核のごみ処分の適地か 尾池元京大総長講演
原子力発電所の使用済み核燃料から出る高レベル放射性廃棄物「核のごみ」の最終処分について考える講演会が、和歌山市の市男女共生推進センターで開かれ、京都大学元総長で地震学者の尾池和夫さんが、日本国内で唯一の期待できる選択と指摘する南鳥島について語った。
核のゴミを考える実行委員会(島廣樹代表)が主催、市民連合わかやま、週刊金曜日わかやま読者会が共催。
「核のごみ」については、放射能が自然界に存在するレベルに低減するには数万年を要することから、地下の岩盤に埋設する「地層処分」が、現時点で最も安全で実現可能な処分方法とされる。原子力発電環境整備機構(NUMO)などは、地層処分の適地が日本列島に広く存在するとの認識を示しているが、地球科学の専門家有志は2023年10月、地殻変動の激しい日本には適地はないとの声明を発表している。
講師の尾池さんも、地球科学の専門家として適地が「広く存在する」ことに異を唱える一方、日本最東端の南鳥島を地層処分の候補地に提案してきた。
講演で尾池さんは、「核のごみ」を考える前段として、人間の認知の在り方や、科学的判断を行うための知識は更新されていくことなどを説明。例として、福井県の敦賀原子力発電所2号機について、原子炉建屋の真下の断層が将来動く可能性が否定できないとして、原子力規制委員会が初めて再稼働を認めない判断をしたことを挙げ、原発の建設当時には活断層に関する審査基準はなく、事後の法整備によってできたことを紹介した。

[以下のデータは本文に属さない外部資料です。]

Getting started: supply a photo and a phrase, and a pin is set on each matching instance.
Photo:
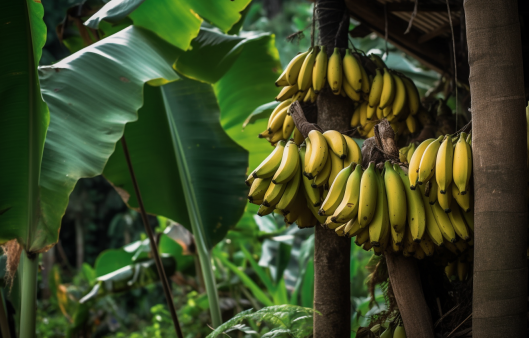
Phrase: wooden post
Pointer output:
(500, 168)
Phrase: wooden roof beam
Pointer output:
(431, 54)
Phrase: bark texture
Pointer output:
(332, 253)
(500, 169)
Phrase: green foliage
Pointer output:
(283, 321)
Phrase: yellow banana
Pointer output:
(264, 210)
(411, 150)
(412, 95)
(445, 226)
(287, 92)
(289, 164)
(334, 71)
(319, 74)
(269, 166)
(380, 223)
(368, 195)
(416, 208)
(411, 123)
(444, 165)
(323, 177)
(336, 192)
(293, 68)
(396, 197)
(348, 207)
(305, 73)
(444, 200)
(258, 189)
(349, 91)
(458, 222)
(298, 138)
(376, 89)
(462, 164)
(336, 143)
(352, 71)
(312, 194)
(427, 164)
(354, 153)
(319, 153)
(400, 95)
(415, 161)
(288, 199)
(462, 200)
(288, 127)
(388, 90)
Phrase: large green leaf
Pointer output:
(177, 22)
(248, 84)
(92, 94)
(212, 54)
(179, 127)
(24, 117)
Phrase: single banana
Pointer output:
(444, 200)
(293, 68)
(288, 199)
(368, 195)
(388, 90)
(352, 71)
(444, 165)
(462, 200)
(427, 164)
(336, 143)
(443, 221)
(305, 73)
(458, 222)
(269, 166)
(258, 189)
(432, 228)
(334, 71)
(288, 127)
(379, 225)
(416, 208)
(355, 120)
(411, 123)
(354, 153)
(396, 196)
(319, 74)
(349, 91)
(411, 150)
(336, 192)
(312, 194)
(323, 177)
(462, 164)
(287, 92)
(319, 153)
(289, 166)
(399, 101)
(376, 89)
(348, 207)
(336, 166)
(412, 93)
(415, 161)
(264, 210)
(298, 138)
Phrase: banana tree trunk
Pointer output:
(500, 168)
(332, 253)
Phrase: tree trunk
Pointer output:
(500, 168)
(332, 253)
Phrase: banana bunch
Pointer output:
(293, 180)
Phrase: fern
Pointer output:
(283, 320)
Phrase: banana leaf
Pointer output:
(130, 277)
(177, 22)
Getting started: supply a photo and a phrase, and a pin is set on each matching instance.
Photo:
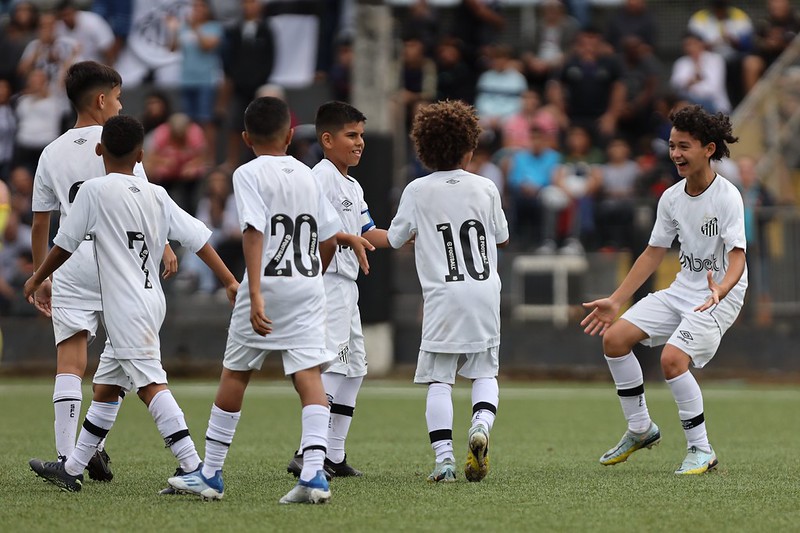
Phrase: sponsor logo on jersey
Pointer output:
(710, 227)
(697, 264)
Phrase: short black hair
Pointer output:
(267, 118)
(332, 116)
(122, 136)
(706, 128)
(85, 77)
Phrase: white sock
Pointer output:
(67, 407)
(628, 379)
(172, 426)
(485, 398)
(219, 436)
(99, 418)
(315, 439)
(343, 406)
(439, 416)
(687, 395)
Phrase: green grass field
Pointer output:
(544, 476)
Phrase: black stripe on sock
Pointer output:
(627, 393)
(693, 422)
(484, 406)
(441, 434)
(175, 437)
(226, 444)
(315, 447)
(97, 431)
(345, 410)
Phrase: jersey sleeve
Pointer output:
(183, 227)
(44, 195)
(329, 222)
(404, 224)
(81, 220)
(732, 224)
(249, 202)
(664, 231)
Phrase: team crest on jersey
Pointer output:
(710, 227)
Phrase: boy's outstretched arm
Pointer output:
(359, 245)
(215, 263)
(57, 257)
(605, 310)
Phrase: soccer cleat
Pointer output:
(698, 461)
(629, 443)
(444, 472)
(340, 469)
(55, 473)
(196, 483)
(98, 468)
(316, 490)
(295, 466)
(478, 454)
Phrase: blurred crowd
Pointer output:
(575, 112)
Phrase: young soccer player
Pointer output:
(457, 223)
(706, 213)
(280, 308)
(340, 132)
(128, 219)
(65, 164)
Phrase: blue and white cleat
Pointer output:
(196, 483)
(444, 472)
(629, 443)
(315, 490)
(698, 461)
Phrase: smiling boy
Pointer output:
(705, 212)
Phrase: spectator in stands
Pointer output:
(455, 79)
(699, 76)
(15, 34)
(728, 31)
(499, 89)
(175, 158)
(579, 178)
(529, 174)
(644, 78)
(617, 197)
(200, 41)
(632, 19)
(50, 53)
(8, 129)
(552, 41)
(773, 34)
(248, 57)
(92, 33)
(589, 88)
(39, 114)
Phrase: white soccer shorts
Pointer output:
(434, 367)
(668, 319)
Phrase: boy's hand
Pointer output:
(604, 311)
(259, 321)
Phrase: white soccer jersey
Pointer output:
(278, 196)
(64, 165)
(708, 227)
(458, 220)
(129, 221)
(347, 197)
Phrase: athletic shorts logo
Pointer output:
(710, 227)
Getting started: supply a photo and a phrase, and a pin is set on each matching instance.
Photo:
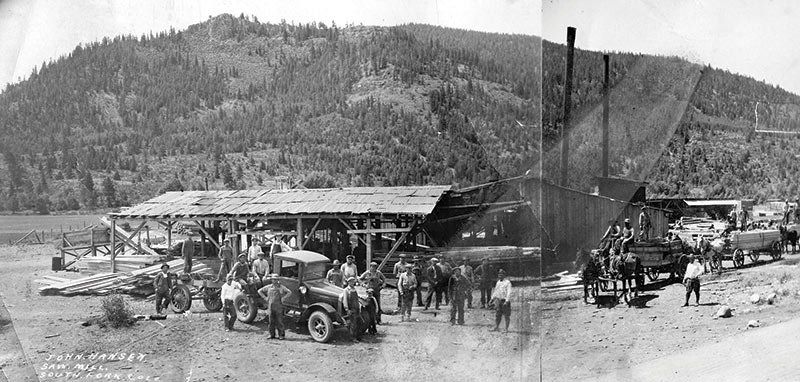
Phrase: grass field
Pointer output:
(14, 227)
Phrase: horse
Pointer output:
(589, 267)
(627, 267)
(787, 237)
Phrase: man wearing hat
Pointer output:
(351, 308)
(334, 275)
(416, 270)
(226, 259)
(485, 275)
(375, 280)
(458, 288)
(261, 267)
(241, 270)
(644, 224)
(399, 269)
(613, 232)
(254, 251)
(349, 268)
(228, 295)
(162, 285)
(434, 276)
(627, 236)
(373, 311)
(274, 294)
(406, 284)
(466, 271)
(691, 279)
(502, 300)
(187, 250)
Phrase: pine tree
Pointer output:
(109, 192)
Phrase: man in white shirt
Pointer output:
(254, 251)
(400, 269)
(229, 291)
(406, 285)
(692, 281)
(349, 268)
(502, 300)
(261, 267)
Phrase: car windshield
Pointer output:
(315, 271)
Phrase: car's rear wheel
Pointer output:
(320, 326)
(245, 308)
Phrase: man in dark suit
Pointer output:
(435, 278)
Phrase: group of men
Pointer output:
(455, 284)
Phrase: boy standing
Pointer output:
(274, 294)
(229, 291)
(162, 284)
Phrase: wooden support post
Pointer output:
(203, 238)
(311, 233)
(204, 232)
(113, 245)
(299, 237)
(396, 245)
(169, 235)
(369, 240)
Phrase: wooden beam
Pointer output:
(394, 248)
(299, 237)
(311, 233)
(210, 237)
(369, 242)
(379, 230)
(113, 245)
(428, 235)
(350, 227)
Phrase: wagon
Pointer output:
(661, 255)
(195, 286)
(753, 244)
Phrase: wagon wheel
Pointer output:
(212, 300)
(652, 273)
(716, 262)
(776, 251)
(181, 299)
(738, 258)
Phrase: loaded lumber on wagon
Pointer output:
(139, 281)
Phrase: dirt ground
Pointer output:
(42, 338)
(581, 342)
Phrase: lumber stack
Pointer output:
(106, 283)
(124, 263)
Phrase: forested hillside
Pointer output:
(686, 129)
(234, 103)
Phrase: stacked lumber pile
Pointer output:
(124, 263)
(140, 281)
(562, 281)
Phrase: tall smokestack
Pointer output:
(567, 106)
(604, 162)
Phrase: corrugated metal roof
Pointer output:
(248, 203)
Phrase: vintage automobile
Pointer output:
(313, 303)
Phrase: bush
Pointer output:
(117, 312)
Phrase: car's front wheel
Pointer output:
(245, 308)
(320, 326)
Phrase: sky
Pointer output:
(754, 38)
(35, 31)
(758, 39)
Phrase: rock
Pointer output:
(771, 298)
(724, 311)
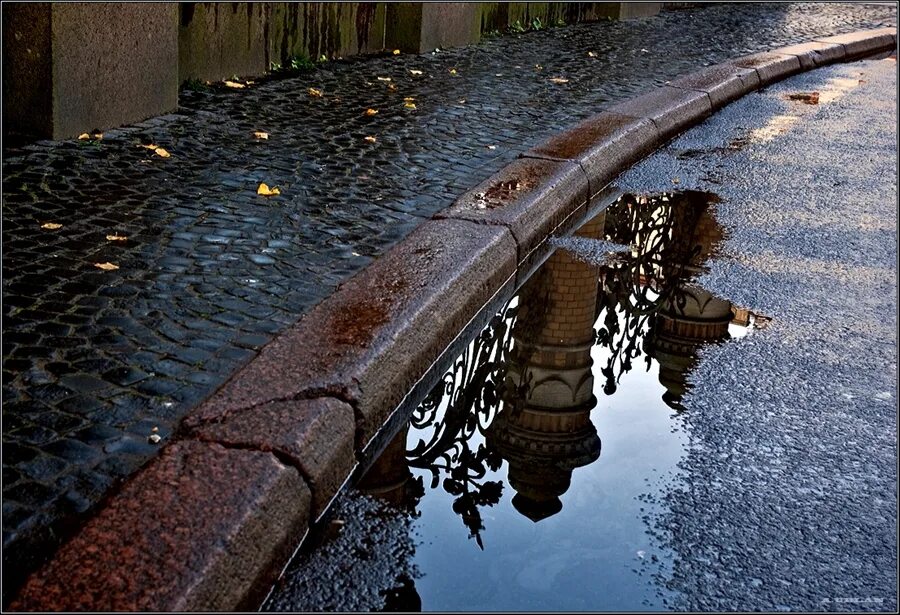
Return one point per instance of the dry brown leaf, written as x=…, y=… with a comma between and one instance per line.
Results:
x=810, y=98
x=264, y=190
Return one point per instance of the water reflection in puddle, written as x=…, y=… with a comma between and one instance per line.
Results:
x=532, y=469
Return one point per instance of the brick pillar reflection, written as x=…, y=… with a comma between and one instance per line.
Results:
x=692, y=316
x=544, y=430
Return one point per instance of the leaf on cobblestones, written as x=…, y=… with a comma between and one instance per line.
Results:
x=158, y=150
x=810, y=98
x=264, y=190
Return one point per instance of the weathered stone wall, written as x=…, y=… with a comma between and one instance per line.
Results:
x=71, y=67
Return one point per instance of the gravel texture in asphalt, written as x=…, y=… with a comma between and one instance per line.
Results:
x=787, y=499
x=99, y=362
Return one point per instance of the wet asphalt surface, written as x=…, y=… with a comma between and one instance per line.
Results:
x=208, y=271
x=787, y=499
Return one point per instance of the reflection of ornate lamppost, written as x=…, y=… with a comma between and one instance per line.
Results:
x=689, y=316
x=544, y=430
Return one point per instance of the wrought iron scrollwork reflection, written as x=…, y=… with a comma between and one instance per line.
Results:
x=638, y=283
x=462, y=404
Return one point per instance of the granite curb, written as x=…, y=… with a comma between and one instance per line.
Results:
x=210, y=523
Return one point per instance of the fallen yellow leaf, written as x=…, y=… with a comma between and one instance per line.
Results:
x=264, y=190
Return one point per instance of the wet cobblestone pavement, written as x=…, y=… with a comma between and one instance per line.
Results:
x=208, y=272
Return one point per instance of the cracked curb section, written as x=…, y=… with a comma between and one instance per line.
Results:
x=202, y=528
x=211, y=522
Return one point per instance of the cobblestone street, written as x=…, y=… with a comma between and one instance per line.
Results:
x=96, y=361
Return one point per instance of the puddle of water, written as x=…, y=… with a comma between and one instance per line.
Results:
x=532, y=470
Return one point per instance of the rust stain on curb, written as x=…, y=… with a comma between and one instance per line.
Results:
x=209, y=523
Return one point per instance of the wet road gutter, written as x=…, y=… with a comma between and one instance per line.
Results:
x=257, y=462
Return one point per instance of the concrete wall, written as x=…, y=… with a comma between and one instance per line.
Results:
x=69, y=68
x=27, y=101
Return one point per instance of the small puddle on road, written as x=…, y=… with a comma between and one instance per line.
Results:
x=529, y=475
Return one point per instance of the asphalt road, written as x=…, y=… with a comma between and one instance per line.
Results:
x=787, y=498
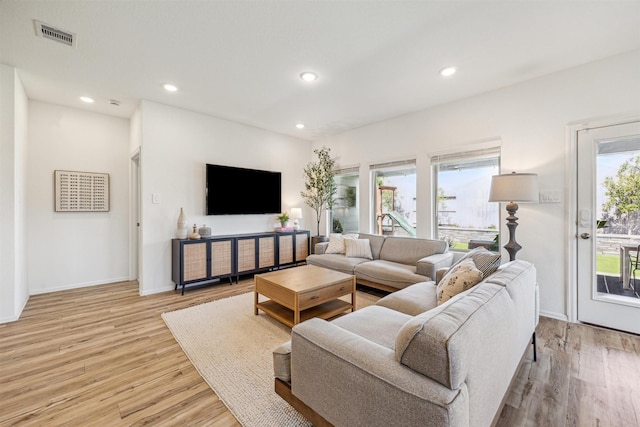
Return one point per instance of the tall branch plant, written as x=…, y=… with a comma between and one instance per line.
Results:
x=320, y=186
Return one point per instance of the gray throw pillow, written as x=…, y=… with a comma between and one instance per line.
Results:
x=486, y=261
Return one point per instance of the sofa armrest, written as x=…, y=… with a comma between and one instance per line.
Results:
x=320, y=248
x=350, y=380
x=427, y=266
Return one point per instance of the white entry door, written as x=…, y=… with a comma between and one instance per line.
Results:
x=608, y=189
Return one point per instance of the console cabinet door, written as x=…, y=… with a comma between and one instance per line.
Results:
x=302, y=246
x=266, y=252
x=285, y=248
x=246, y=254
x=221, y=258
x=194, y=261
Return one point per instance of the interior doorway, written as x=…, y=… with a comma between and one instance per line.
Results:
x=608, y=225
x=134, y=226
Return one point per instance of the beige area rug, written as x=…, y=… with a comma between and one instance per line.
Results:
x=232, y=350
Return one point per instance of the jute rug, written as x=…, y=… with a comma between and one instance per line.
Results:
x=232, y=350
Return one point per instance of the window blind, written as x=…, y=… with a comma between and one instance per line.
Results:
x=395, y=164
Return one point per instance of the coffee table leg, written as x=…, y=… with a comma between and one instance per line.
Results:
x=255, y=302
x=353, y=296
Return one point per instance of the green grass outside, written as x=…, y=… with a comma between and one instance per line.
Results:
x=608, y=264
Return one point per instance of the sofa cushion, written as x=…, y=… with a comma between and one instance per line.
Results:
x=375, y=323
x=388, y=273
x=336, y=243
x=408, y=250
x=358, y=248
x=335, y=262
x=376, y=241
x=461, y=277
x=412, y=300
x=282, y=362
x=485, y=261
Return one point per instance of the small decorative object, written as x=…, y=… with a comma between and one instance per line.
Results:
x=283, y=218
x=181, y=230
x=194, y=235
x=204, y=231
x=296, y=214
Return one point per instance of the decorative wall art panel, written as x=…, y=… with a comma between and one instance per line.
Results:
x=81, y=191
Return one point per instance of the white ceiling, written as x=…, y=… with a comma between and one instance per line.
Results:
x=240, y=60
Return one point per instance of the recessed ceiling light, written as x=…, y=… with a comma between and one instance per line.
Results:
x=308, y=76
x=449, y=71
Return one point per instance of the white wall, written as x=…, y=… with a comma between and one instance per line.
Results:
x=176, y=146
x=13, y=143
x=74, y=249
x=531, y=120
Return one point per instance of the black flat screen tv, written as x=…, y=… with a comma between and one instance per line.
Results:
x=239, y=191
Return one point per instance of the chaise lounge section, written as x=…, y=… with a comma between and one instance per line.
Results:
x=449, y=365
x=392, y=262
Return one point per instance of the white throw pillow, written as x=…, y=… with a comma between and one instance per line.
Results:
x=358, y=248
x=336, y=243
x=459, y=278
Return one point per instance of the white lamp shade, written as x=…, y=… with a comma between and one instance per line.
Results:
x=514, y=187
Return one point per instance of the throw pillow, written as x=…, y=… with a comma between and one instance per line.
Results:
x=485, y=260
x=336, y=243
x=459, y=278
x=358, y=248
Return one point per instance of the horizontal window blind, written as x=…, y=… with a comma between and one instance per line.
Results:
x=390, y=165
x=466, y=156
x=347, y=170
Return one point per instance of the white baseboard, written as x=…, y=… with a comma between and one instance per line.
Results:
x=156, y=291
x=557, y=316
x=17, y=315
x=79, y=285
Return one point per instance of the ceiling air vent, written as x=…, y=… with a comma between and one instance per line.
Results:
x=52, y=33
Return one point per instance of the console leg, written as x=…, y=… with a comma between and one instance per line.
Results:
x=535, y=352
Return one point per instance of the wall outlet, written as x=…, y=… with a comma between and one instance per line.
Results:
x=551, y=196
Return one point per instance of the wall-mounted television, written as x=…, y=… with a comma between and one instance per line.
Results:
x=240, y=191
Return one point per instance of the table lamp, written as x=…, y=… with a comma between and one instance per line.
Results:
x=514, y=188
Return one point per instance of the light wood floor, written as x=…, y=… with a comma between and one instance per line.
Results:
x=102, y=356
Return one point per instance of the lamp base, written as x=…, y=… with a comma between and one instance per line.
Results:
x=512, y=222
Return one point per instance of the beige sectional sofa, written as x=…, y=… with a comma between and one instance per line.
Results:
x=396, y=262
x=408, y=361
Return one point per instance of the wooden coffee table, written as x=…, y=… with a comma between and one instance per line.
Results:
x=300, y=293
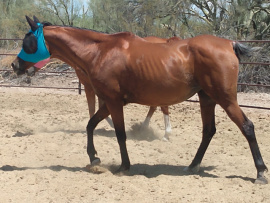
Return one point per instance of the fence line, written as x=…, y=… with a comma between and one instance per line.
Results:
x=80, y=89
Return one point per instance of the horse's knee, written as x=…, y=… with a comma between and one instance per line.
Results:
x=209, y=131
x=248, y=130
x=90, y=126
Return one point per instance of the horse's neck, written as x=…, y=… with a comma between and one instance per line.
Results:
x=70, y=44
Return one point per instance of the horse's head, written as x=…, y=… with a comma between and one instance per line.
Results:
x=34, y=48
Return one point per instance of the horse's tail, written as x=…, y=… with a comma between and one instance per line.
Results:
x=241, y=50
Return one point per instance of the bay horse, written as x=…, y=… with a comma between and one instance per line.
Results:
x=90, y=95
x=124, y=68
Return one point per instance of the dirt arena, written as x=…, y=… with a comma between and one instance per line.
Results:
x=43, y=153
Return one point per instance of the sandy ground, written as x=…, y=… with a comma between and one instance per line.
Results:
x=43, y=153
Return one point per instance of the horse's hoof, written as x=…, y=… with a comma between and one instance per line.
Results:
x=121, y=170
x=194, y=169
x=95, y=162
x=165, y=139
x=261, y=181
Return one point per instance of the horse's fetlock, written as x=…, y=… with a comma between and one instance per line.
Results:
x=248, y=129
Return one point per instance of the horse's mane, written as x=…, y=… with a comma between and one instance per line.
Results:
x=45, y=23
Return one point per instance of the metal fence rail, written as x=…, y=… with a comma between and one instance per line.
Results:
x=80, y=89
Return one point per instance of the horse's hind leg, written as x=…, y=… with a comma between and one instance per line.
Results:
x=207, y=106
x=117, y=114
x=247, y=128
x=99, y=116
x=168, y=129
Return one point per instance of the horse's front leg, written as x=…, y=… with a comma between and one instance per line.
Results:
x=149, y=116
x=99, y=116
x=168, y=128
x=109, y=121
x=117, y=114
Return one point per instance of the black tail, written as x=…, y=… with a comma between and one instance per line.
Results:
x=241, y=50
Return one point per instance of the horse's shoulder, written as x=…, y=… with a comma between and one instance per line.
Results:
x=123, y=35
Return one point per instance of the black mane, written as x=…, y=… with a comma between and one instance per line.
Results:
x=45, y=23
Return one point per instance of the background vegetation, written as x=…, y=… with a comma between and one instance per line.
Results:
x=233, y=19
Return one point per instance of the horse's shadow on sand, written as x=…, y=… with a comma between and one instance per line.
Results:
x=136, y=132
x=149, y=171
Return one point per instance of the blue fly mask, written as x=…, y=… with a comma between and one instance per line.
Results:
x=42, y=51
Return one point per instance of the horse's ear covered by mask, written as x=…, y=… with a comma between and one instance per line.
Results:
x=34, y=26
x=36, y=20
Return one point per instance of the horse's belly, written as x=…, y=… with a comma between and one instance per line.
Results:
x=163, y=96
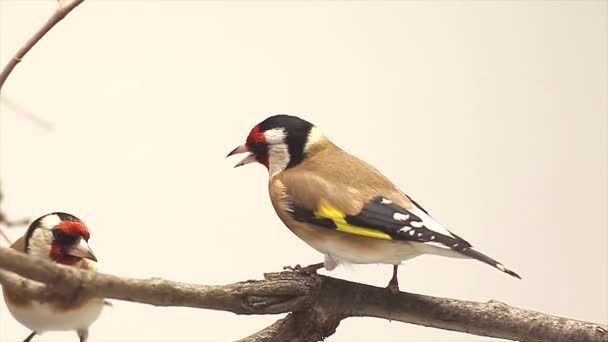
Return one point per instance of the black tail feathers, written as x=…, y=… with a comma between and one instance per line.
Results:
x=470, y=252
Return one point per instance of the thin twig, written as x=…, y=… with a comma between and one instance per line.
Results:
x=59, y=14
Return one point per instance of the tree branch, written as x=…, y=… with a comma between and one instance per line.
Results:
x=59, y=14
x=317, y=303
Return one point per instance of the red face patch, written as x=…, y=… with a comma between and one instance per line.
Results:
x=74, y=229
x=256, y=136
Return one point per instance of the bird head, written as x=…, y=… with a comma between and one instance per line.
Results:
x=59, y=236
x=279, y=142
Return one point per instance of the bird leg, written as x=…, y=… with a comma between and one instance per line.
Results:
x=83, y=334
x=310, y=269
x=30, y=336
x=393, y=285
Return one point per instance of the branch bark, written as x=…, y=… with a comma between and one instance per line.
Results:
x=317, y=303
x=59, y=14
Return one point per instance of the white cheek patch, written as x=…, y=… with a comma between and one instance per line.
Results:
x=50, y=221
x=40, y=243
x=314, y=136
x=278, y=151
x=278, y=158
x=275, y=136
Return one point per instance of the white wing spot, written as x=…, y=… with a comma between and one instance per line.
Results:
x=430, y=223
x=400, y=217
x=417, y=224
x=404, y=229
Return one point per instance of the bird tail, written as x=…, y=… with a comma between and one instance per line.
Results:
x=472, y=253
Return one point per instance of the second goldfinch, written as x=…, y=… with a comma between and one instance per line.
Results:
x=342, y=206
x=62, y=238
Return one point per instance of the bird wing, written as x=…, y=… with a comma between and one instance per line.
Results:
x=366, y=212
x=369, y=212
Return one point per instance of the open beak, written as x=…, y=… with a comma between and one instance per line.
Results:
x=243, y=149
x=81, y=249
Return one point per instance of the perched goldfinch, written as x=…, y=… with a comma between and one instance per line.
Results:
x=64, y=239
x=342, y=206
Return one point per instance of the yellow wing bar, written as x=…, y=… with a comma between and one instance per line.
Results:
x=326, y=211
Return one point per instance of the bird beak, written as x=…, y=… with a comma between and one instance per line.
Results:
x=242, y=149
x=81, y=249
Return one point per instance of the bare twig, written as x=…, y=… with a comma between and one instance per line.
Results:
x=59, y=14
x=317, y=304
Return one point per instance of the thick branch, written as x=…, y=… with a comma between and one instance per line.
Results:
x=317, y=303
x=59, y=14
x=250, y=297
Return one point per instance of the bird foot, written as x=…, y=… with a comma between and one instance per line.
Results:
x=393, y=286
x=310, y=270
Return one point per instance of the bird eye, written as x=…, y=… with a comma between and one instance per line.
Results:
x=258, y=149
x=63, y=238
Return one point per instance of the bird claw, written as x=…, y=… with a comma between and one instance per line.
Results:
x=309, y=270
x=297, y=268
x=393, y=286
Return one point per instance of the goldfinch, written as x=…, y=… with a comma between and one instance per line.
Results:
x=343, y=207
x=62, y=238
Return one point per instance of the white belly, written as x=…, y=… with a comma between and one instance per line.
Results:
x=41, y=317
x=339, y=247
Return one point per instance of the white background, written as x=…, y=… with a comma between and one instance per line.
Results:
x=492, y=115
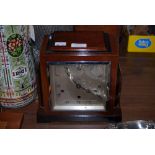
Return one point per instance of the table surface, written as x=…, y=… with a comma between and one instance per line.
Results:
x=11, y=120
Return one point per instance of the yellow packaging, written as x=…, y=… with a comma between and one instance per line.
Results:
x=139, y=43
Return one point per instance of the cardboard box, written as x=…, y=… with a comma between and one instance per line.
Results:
x=141, y=43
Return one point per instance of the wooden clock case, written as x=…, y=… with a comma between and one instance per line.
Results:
x=101, y=47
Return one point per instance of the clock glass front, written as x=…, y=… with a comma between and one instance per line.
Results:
x=79, y=86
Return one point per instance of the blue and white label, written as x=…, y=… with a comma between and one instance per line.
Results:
x=143, y=43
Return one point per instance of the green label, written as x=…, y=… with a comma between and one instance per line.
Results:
x=15, y=45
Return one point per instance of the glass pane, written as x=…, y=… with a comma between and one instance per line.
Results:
x=79, y=86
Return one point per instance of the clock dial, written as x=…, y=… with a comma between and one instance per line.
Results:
x=79, y=86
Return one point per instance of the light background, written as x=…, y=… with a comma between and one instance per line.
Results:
x=77, y=142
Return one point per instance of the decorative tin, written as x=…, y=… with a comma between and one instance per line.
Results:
x=17, y=73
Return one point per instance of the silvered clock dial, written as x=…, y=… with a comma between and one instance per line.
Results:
x=79, y=86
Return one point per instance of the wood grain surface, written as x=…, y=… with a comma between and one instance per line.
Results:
x=137, y=97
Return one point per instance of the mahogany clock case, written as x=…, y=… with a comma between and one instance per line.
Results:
x=74, y=49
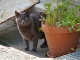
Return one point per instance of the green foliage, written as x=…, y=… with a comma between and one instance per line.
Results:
x=65, y=14
x=2, y=13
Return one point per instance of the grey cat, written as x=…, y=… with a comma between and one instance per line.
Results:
x=28, y=25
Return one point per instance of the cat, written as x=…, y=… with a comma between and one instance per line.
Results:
x=28, y=25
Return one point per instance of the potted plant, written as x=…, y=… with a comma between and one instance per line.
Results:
x=61, y=27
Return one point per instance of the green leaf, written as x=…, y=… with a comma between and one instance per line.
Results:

さらに、地図上で地震の分布を示し、安定大陸と変動帯の違いを説明。「変動帯では地盤に割れ目ができる。活断層の近くは何が起こり、どう動くのか、現象を予測することができる」と述べ、日本の国土のほぼ全域は変動帯だが、南鳥島は例外的に、世界で最も安定した海洋プレート上にある国土であると指摘した。
南鳥島が位置する太平洋プレートは生まれて約1億5000万年が経過し、マグマ活動が終わっていること、活断層の活動による地震の発生、地滑りなどの変動帯特有の不安定要素がないなどの特徴がある。島には海上自衛隊と気象庁の施設があり、職員が駐在するのみで、一般の市民はおらず、「核のごみ」の最終処分地として唯一の期待できる選択である理由を示した。
講演後、聴衆を交えた意見交換、質疑も行われた。